The GW method is one of the most accurate ab initio methods for the prediction of electronic
band structures. Despite its power, the GW method is not routinely applied to large scale
materials physics or chemistry problems due to its unfavorable computational scaling:
standard implementations scale as O(N^{4}) where N is the number of electrons in the
system. To develop GW software that can tackle heavy computational load and large
memory requirement, we have developed and implemented algorithms that work in real
space for the canonical plane-wave pseudopotential approach to electronic structure
calculations.

This documentation will explain how to run the OpenAtom GW software with step-by-step instructions and pointers to examples. If you have further questions, comments, issues, or bugs to report, please contact the OpenAtom developer team.
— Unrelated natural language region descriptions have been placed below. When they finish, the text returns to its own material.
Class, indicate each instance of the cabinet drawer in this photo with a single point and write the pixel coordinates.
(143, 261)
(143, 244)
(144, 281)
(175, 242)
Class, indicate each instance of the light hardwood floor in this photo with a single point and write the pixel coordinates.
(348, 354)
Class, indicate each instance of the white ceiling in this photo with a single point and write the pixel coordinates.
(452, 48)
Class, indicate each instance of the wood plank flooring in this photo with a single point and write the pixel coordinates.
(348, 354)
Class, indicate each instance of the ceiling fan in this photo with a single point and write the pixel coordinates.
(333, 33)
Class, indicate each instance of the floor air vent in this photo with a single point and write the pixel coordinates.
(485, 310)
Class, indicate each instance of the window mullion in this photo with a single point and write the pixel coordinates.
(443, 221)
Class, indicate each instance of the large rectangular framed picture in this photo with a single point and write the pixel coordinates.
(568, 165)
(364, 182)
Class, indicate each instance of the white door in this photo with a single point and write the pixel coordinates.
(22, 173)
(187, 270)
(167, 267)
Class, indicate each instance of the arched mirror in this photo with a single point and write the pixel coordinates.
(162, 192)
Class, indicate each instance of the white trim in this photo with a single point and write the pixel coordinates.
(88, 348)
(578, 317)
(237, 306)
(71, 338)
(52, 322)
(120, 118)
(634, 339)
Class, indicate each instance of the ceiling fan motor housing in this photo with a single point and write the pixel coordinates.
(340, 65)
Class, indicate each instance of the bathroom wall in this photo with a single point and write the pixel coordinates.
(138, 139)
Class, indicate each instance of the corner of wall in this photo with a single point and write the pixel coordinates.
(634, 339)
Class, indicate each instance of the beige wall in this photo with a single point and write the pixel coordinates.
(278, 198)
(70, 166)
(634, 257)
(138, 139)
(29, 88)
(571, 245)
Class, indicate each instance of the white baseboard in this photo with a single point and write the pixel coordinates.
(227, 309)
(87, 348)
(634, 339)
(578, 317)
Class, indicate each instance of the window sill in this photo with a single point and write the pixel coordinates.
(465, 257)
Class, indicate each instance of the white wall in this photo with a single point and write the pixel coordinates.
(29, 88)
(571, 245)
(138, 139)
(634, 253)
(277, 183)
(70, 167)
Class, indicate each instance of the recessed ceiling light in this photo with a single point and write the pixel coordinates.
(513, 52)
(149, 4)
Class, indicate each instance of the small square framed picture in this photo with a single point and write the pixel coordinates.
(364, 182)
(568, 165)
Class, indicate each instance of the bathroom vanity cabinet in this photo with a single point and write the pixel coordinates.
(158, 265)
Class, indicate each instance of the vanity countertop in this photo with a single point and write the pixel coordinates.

OpenAtom is hosted using git and can be downloaded using the following
command:^{1}

git clone https://charm.cs.illinois.edu/gerrit/openatom.git --depth=1

You will also need to download charm++ using the following command:

git clone https://charm.cs.illinois.edu/gerrit/charm.git

At this moment, compiling the GW part is independent from the main ground-state OpenAtom compilation (this may change in the near future). To create the GW executable, go to the src_gw_bse subdirectory and follow the instruction in the README file. Once you compile successfully, two executables (charmrun and gw_bse) will appear in build subdirectory.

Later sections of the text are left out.